Real analyticity of continuous function via restriction to analytic curves

Question

Suppose $X\subset \mathbb R^n$ is an irreducible real analytic sub-variety (i.e. the set of solutions of a system $f_1=\ldots=f_k=0$ with $f_i$ analytic)

Let $x\in X$ be a point and let $F: X\to \mathbb R^1$ be a continuous function defined on $X$ in a neighbourhood of $x$. I want to understand whether $F$ is real analytic on $X$. The question is whether the following would be sufficient to know.

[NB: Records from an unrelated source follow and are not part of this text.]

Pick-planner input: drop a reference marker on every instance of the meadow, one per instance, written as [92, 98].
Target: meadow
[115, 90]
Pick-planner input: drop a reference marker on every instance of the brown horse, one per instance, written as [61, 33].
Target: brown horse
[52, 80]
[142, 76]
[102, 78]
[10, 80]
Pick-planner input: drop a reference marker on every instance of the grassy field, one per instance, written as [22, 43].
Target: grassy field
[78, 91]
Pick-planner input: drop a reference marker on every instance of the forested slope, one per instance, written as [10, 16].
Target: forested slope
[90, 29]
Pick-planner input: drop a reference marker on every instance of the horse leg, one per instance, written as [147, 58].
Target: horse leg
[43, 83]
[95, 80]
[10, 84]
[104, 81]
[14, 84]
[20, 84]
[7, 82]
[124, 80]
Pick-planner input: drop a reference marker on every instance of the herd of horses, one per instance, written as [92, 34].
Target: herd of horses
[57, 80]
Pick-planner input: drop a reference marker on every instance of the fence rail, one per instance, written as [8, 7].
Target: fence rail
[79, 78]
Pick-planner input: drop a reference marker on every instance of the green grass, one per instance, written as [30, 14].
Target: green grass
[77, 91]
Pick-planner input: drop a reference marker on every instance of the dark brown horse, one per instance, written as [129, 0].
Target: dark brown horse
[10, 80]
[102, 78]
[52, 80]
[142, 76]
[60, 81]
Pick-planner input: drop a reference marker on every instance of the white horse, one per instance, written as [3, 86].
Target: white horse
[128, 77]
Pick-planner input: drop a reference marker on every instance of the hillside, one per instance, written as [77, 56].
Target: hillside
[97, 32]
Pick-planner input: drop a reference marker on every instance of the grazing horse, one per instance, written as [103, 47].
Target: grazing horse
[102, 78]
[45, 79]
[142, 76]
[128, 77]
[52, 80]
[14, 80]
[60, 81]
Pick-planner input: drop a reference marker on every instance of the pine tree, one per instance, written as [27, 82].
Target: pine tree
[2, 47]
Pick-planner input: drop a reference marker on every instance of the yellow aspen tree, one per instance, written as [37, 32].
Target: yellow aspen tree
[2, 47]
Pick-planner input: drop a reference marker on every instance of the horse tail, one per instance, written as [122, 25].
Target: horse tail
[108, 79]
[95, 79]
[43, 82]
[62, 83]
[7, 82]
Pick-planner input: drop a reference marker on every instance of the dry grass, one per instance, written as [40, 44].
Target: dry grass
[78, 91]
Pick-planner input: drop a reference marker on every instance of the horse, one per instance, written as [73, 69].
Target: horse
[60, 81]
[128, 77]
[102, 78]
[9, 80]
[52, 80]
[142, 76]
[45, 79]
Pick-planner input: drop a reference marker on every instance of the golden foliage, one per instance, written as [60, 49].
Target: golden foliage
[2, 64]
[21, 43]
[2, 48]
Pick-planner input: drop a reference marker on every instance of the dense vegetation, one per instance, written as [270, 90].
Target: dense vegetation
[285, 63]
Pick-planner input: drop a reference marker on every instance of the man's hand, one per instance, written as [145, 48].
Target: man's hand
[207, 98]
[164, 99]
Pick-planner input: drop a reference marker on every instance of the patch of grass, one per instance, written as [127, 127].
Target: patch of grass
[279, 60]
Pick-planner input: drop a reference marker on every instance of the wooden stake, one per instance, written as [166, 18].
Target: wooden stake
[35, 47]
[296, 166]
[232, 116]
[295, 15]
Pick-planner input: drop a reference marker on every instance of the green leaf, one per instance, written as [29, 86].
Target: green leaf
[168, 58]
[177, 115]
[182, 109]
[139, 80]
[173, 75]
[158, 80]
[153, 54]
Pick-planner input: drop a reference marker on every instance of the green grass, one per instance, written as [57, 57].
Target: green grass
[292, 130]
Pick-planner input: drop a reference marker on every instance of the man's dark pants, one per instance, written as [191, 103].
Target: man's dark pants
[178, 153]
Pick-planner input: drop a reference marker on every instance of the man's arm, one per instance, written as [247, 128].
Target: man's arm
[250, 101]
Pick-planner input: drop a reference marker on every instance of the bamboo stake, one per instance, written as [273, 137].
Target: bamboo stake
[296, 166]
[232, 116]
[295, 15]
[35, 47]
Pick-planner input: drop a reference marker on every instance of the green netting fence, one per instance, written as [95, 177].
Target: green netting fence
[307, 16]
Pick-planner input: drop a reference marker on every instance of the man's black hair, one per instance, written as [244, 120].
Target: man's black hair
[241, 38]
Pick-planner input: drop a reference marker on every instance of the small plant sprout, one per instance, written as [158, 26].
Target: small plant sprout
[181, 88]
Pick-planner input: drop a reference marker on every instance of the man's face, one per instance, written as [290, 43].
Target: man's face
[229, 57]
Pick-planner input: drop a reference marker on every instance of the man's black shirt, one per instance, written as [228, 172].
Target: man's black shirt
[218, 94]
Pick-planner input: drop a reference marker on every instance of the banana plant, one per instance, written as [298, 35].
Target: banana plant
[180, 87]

Property. Suppose that for any real analytic map $\varphi: (-1,1)\to X$ sending $0$ to $x$ the composition $F\circ \varphi$ is analytic on $(-1,1)$.

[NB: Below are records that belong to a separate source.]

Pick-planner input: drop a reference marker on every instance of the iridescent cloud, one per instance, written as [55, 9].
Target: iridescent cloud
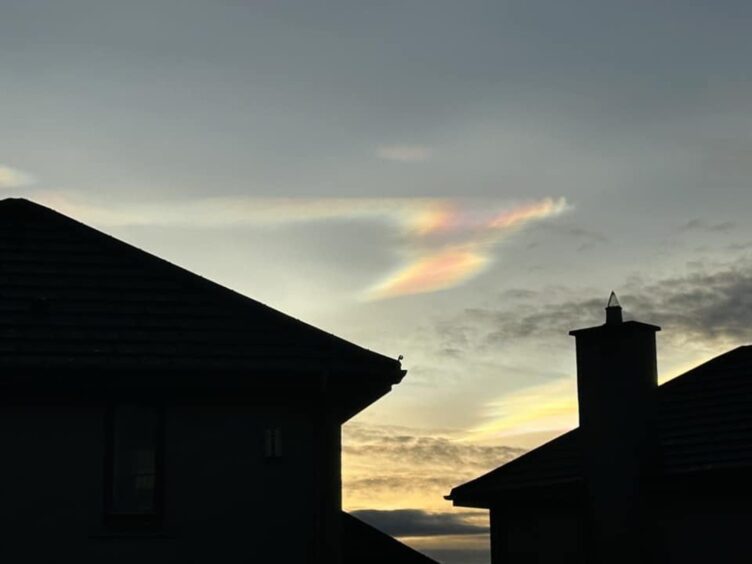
[435, 268]
[14, 178]
[446, 242]
[444, 269]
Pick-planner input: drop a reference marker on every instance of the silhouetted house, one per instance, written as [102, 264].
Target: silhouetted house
[149, 415]
[652, 474]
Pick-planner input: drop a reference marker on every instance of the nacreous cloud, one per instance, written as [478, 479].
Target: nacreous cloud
[444, 242]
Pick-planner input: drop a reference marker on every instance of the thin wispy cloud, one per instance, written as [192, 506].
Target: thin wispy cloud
[455, 244]
[393, 467]
[14, 178]
[404, 153]
[443, 242]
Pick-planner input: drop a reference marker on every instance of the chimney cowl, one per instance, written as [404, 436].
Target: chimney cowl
[613, 310]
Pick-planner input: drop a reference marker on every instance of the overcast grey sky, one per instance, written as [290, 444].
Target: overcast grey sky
[466, 181]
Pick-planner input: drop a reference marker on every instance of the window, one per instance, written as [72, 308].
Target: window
[133, 478]
[273, 442]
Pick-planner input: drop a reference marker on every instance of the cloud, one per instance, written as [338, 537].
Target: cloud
[708, 305]
[444, 269]
[392, 467]
[419, 523]
[404, 153]
[702, 225]
[14, 178]
[444, 263]
[550, 406]
[443, 242]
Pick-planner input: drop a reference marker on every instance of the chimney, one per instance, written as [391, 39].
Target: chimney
[617, 380]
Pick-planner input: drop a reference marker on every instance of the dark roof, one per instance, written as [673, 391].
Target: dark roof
[704, 423]
[363, 544]
[73, 296]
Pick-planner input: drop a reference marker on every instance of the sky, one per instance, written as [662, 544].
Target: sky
[460, 183]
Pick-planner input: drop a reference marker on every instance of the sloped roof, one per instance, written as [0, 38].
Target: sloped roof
[363, 544]
[73, 296]
[704, 423]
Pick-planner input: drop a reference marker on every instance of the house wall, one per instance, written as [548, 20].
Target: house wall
[224, 501]
[529, 534]
[710, 523]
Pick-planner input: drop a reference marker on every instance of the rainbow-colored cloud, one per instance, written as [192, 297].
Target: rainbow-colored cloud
[438, 261]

Question. Does it follow from the property that $F$ is real analytic in a neighbourhood of $x$?

I am interested both in positive statements in this direction (possibly strengthening the condition of the Property) and in counterexamples.

Answer 1

No. Take $X = \mathbb R^2$ and $F(x,y) = \frac{x^3}{x^2+y^2}$. Then $F$ is real-analytic everywhere but $(0,0)$. Moreover, at $(0,0)$, any curve passing through $(0,0)$ must have coordinates two analytic functions $x,y$ vanishing to orders $a,b$, in which case $x^2+y^2$ vanishes to order $2\min(a,b)$ and $x^3$ vanishes to order $3a > 2 \min(a,b)$ so the ratio is a well-defined analytic function.

But $F$ is not analytic at $(0,0)$.

A similar trick can be used to construct worse functions, like the irrational $F(x,y) = \frac{ x^5}{ \sqrt{ (x^2+y^2) (x^2 + 2y^2)}} $ and, by summing terms of this form, functions that fail to be analytic at many points.